Thursday, April 15, 2010

DESIGN MADISON

Every Thursday behind the automatic doors at the local grocery stores, on wire racks outside neighborhood take-out pizza parlors or inside the Wisconsin State Journal are stacked, piled and folded copies of 77 Square, a flyer focusing on the art, cultural and entertainment scene in and around the Madison metropolitan area. Here you can find tucked on an outside column of the paper a feature they call “Mad City Stats”. What the column reports on are the top five selling items at local businesses. They’ll feature things like the top five selling beers at the Nitty Gritty, or the five most popular hamburgers at Dottie Dumpling’s Dowery, the five most popular bras at Victoria’s Secret or the top selling fragrances at Sephora which included Philosophy Amazing Grace at number five, Marc Jacobs Daisy at number four, Thierry Mugler Angel at number three, Dolce Gabbana Light Blue at number two and Kim Kardashian coming in at number one.
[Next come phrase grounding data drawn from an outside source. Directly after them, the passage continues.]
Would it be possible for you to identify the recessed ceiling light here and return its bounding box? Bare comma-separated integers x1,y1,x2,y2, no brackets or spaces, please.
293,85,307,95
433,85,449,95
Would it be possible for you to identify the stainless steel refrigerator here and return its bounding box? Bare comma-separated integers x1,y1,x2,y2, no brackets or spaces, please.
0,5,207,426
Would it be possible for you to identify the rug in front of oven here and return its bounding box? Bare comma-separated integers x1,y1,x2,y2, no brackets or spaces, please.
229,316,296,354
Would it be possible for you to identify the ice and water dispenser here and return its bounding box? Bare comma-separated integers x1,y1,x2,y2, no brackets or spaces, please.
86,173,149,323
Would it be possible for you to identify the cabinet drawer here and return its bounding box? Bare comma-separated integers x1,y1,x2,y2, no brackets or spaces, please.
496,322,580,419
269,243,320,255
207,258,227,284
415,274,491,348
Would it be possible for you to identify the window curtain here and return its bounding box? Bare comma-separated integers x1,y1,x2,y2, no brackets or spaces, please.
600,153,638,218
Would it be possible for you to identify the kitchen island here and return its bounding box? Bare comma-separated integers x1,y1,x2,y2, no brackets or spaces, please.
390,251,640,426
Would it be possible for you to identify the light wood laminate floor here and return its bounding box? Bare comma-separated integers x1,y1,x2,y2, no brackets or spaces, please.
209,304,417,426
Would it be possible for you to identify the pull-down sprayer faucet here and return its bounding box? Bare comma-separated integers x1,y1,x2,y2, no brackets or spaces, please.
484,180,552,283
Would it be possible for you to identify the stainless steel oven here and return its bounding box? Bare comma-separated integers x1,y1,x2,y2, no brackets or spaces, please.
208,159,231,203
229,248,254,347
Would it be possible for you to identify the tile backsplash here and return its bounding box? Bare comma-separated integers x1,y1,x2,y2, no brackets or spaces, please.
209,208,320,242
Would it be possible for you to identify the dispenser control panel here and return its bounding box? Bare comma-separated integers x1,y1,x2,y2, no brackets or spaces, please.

This should hint at what flies in Madison, a political hotbed of liberalism but a conservative nest of very traditional homeowners. Here people will sit on the outer edges of political ideology but won’t even put their toes in the water of individualized home design. Last week 77 Square featured Sherwin-Williams top five paint colors. Here’s what the buyers in Madison chose; At number five we had Nomadic Dessert, a color clearly in the beige range. Number four breaks a little to the right with a designer staple, Navajo White. Coming in at number three we’re back to beige with Softer Tan. Moving up the color risk taking ladder is Latte, a little deeper beige but still beige. And at number one, hold your breath, it’s Kilim Beige. The spectrum of color is complete, all the way from “B” to “B”. This is the design mentality we’re up against here on the Isthmus between Lake Monona and Lake Mendota. It makes making a living here harder for us to figure out when most of the potential clients are stuck back in high school where no one wants to stand out. Everyone here seems to want to look like everyone else wrapped up in beige habitats. So here we are trying to figure out a way to slip a little chartreuse into this otherwise colorless milieu. Some day the rainbow will shine over this earth-toned land and we’ll find a couple of believers willing to trust two designers ready to splash a little periwinkle and tangerine over their fears of appearing to possess a touch of style.